Sikka Jadi Tuan Rumah Peningkatan Kompetensi Tenaga Konstruksi

Menurutnya, kegiatan ini menggunakan skema urunan pendanaan atau cost sharing untuk menyertifikasi 31 peserta. Mereka akan mengikuti uji kompetensi terlebih dahulu.

Maumere, Ekorantt.com – Kabupaten Sikka, Nusa Tenggara Timur menjadi tuan rumah pembekalan dan uji sertifikasi tenaga terampil konstruksi metode on-site proyek APBD jabatan kerja pelaksana lapangan pekerjaan gedung (level 6).

Kegiatan tersebut berlangsung selama dua hari, Rabu-Kamis, 5-6 Agustus 2026 di Aula St. Camilus Social Center Maumere. Kegiatan dibuka oleh Kepala Dinas PUPR Kabupaten Sikka, Margaretha Movaldes Da Maga Bapa atau yang akrab disapa Femy Bapa.

Femy Bapa menyampaikan terima kasih karena Sikka dipilih sebagai lokus kegiatan.

Menurutnya, hal ini merupakan penantian panjang sejak awal Januari yang akhirnya bisa terlaksana sekarang.

“Peserta kegiatan ini bervariasi. Ada yang baru selesai wisuda, ada yang sudah punya pengalaman kerja, hingga yang memiliki perusahaan sendiri,” ujar Femy Bapa.

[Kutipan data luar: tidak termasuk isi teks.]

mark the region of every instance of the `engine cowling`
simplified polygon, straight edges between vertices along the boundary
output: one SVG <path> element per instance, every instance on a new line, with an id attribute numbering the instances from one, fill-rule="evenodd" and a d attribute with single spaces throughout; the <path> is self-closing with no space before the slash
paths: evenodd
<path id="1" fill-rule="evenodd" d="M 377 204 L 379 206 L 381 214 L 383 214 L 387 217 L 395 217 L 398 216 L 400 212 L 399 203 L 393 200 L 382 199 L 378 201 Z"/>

Ia menilai kegiatan ini sebagai kesempatan yang sangat baik. Secara regulasi nasional, tuntutan terhadap kompetensi tenaga kerja, khususnya di bidang konstruksi, selalu harus dipenuhi secara optimal.

Pengembangan kompetensi tidak hanya dibutuhkan untuk kegiatan pemerintah, tetapi juga sektor lain hingga swasta.

“Antusiasme pendaftar sangat tinggi. Kami berharap tetap mendapat alokasi pada tahun berikutnya karena banyak tenaga kerja konstruksi yang membutuhkan peningkatan kompetensi,” imbuh Femy Bapa.

Ketua Pelaksana Uji Sertifikasi Balai Jasa Kontruksi Wilayah (BJKW) IV Surabaya, Jeffy Alfanny mengatakan, tugas balai tidak hanya melakukan pembinaan terhadap tenaga kerja konstruksi, melainkan juga kepada Organisasi Perangkat Daerah (OPD).

Wilayah kerja balai ini meliputi enam provinsi yakni Jawa Timur, Jawa Tengah Yogyakarta, Bali, NTB dan NTT, serta 119 kabupaten. Salah satunya daerah yang mengajukan kerja sama uji sertifikasi adalah Kabupaten Sikka.

Menurutnya, kegiatan ini menggunakan skema urunan pendanaan atau cost sharing untuk menyertifikasi 31 peserta. Mereka akan mengikuti uji kompetensi terlebih dahulu.

“Jika lolos, peserta akan memperoleh sertifikat yang berfungsi sebagai lisensi resmi untuk bekerja di industri konstruksi,” ujar Jeffy.

Di tengah efisiensi, pihaknya berharap kerja sama ini dapat terus terjalin dengan baik ke depan.

“Tugas pembinaan kepada OPD harus tetap berjalan agar OPD yang terbina mampu menghasilkan sumber daya manusia atau tenaga kerja konstruksi yang berkompeten,” pungkas Jeffy.